Our professor said that algebraic proofs are fine (and I have them) but is encouraging us to learn combinatorial arguments. I have them for most the rest of the questions; however, this one is stumping me. I'm looking over my notes, and it looks most like $A_k^n$, but that hasn't really gotten my anywhere. I'm not sure how to parse the LHS and RHS into any meaningful counting argument. Any help would be much appreciated!
By combinatorial argument I would understand the challenge to be proving an identity as two ways of counting the same quantity.
Sometimes a bit of lateral thinking can help to spot such an argument. The binomial $\binom{n}{k}$ is a way of counting the $k$-subsets of an $n$-set. Multiplying by $(n-k)$ is how many ways one could single out an element of the remaining $(n-k)$ items left after picking that $k$-subset.

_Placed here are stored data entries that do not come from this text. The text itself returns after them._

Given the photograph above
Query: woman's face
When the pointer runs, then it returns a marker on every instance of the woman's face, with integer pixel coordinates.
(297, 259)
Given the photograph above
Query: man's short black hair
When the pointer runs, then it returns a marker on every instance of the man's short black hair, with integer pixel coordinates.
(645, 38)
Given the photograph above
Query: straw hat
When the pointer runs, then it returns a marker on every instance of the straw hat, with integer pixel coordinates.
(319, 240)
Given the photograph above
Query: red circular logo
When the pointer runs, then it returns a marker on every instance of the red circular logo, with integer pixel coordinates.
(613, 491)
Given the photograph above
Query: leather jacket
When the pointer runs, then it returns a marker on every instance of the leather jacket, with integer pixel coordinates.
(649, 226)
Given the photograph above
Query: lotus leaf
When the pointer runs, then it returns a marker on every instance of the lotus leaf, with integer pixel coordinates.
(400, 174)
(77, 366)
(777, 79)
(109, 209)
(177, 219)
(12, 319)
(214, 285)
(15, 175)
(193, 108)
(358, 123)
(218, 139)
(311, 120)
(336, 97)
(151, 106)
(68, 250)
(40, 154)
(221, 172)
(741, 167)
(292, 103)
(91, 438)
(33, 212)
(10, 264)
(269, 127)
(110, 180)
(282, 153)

So this is a bit like the "bonus ball" being chosen as the final draw in a lottery. The order of the first $k$ items doesn't matter; they are treated as a $k$-set. But the final ball drawn has a special significance, making it harder to earn the top prize by correctly identifying that number.
If you think of the left hand side in that fashion, it should be easy to find a similar explanation of how the right hand side represents counting the same possible outcomes in a different way. First pick (what), and then pick (the rest of the outcome)?